We headed back to the campsite again mentally preparing ourselves for a night in a tent. When we arrived, I realised the tent was not that small and had space either side of the two single mattresses to place our bags. We quickly got our sleeping bags out before it went dark and Mark worried about how he would sleep through the night when it was so unbearably hot inside our tent. I worried that not sleeping under a mosquito net, meant it was easy access for the bugs to get us! Another check in the corners of the tent resulted in finding two small spiders and a weird looking creature - a cross between a grasshopper and a beetle, which meant I was not looking forward to tonight. I satisfyingly killed all of them apart from the grasshopper-beetle which Mark rescued! Now, those who know me might be shocked by this as I usually am a nature loving person who would never hurt any creature great or small, hence being a vegetarian.

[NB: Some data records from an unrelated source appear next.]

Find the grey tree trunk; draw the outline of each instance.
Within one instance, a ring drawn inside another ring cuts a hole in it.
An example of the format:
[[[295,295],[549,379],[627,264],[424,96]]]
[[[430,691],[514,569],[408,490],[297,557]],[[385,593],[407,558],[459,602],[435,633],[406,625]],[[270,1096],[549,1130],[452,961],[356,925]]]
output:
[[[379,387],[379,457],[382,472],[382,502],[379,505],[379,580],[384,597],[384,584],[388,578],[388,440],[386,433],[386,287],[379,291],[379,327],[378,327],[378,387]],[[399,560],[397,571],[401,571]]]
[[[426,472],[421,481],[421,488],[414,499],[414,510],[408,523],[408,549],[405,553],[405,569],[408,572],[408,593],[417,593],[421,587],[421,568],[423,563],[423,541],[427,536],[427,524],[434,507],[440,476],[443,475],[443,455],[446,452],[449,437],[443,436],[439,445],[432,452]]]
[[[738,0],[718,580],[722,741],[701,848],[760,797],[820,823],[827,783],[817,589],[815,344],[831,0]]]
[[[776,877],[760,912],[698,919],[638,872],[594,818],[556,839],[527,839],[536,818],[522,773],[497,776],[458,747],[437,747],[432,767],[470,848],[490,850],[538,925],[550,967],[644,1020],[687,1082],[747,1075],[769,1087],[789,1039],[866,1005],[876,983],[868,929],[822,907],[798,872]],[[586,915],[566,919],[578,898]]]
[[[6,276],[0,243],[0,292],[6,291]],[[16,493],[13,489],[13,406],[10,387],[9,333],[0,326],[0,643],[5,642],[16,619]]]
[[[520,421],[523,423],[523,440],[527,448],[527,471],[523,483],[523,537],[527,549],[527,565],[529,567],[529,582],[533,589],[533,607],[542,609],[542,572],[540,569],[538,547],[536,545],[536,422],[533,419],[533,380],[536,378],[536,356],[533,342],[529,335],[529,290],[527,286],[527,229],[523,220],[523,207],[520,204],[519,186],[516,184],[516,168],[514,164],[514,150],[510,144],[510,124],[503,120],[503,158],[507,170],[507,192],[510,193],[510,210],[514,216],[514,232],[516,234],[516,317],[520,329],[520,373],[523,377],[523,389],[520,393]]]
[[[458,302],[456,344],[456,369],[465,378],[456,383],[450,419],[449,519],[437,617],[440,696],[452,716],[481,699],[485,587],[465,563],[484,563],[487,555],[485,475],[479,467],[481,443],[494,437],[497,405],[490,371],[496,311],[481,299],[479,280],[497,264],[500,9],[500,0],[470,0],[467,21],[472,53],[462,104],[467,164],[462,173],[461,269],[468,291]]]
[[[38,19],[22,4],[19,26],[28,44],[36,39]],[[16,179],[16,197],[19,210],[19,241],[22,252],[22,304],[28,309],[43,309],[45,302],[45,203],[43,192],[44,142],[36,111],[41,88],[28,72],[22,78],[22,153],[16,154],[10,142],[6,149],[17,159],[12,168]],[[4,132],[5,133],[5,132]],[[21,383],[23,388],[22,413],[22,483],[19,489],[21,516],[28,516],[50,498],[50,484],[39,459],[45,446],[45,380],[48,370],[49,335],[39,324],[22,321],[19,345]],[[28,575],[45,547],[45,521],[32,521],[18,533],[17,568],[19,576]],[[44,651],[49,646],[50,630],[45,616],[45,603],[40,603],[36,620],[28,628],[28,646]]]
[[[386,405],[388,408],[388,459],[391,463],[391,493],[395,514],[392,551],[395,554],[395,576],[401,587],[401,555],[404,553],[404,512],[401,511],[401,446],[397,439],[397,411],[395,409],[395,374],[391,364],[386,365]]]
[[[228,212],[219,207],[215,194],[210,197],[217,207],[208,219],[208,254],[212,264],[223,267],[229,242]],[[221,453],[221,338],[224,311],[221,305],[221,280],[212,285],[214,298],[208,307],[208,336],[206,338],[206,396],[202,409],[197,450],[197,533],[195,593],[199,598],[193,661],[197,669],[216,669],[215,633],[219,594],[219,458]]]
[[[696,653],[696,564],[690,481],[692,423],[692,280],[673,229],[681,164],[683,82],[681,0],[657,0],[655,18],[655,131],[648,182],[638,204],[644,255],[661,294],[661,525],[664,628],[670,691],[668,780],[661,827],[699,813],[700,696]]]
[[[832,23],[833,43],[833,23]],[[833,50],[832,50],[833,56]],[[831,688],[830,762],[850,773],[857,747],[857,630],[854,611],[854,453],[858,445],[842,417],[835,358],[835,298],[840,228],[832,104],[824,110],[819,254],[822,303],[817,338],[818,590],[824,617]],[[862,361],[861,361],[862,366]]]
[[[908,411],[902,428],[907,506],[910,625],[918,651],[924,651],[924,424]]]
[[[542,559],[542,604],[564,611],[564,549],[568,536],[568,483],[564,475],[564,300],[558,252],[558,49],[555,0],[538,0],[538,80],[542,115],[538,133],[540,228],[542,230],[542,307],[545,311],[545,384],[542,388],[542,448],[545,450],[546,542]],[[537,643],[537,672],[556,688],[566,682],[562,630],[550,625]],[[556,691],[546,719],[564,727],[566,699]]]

However, I have taken on a different approach in Africa and maybe for the rest of the travelling experience, that it is all about survival of the fittest. This is Africa and for all I know the tiniest bug could have a deadly bite or be carrying a deadly disease, so my new outlook is to get it, before it gets us! Stamping on them with my flip flops seems to do the trick.
Once our tent was ready for bed, we then had our first dinner cooked by Rama and it was delicious! Mark and I have really enjoyed the food and we knew it was about to get even better. We finished our dinner and tried to relax before getting into our dreaded tent.
As Mark expected it was ridiculously hot in the tent, which made it even more uncomfortable to fall asleep. In fear of something crawling into my ear while I was asleep, I rolled some balls of tissue and placed them in my ears. Stupidly, I thought I would be cold in the morning so I wore my pyjamas and tshirt and pulled the zip right up to the top of my sleeping bag and buried my head inside. Now I just had to pray that nothing would get into our tent while we were sleeping. Mark on the other hand fell asleep, shirt off, on top of his sleeping bag and disregarded my worries of insects getting us at night. Anxious and sweating, I managed to fall asleep.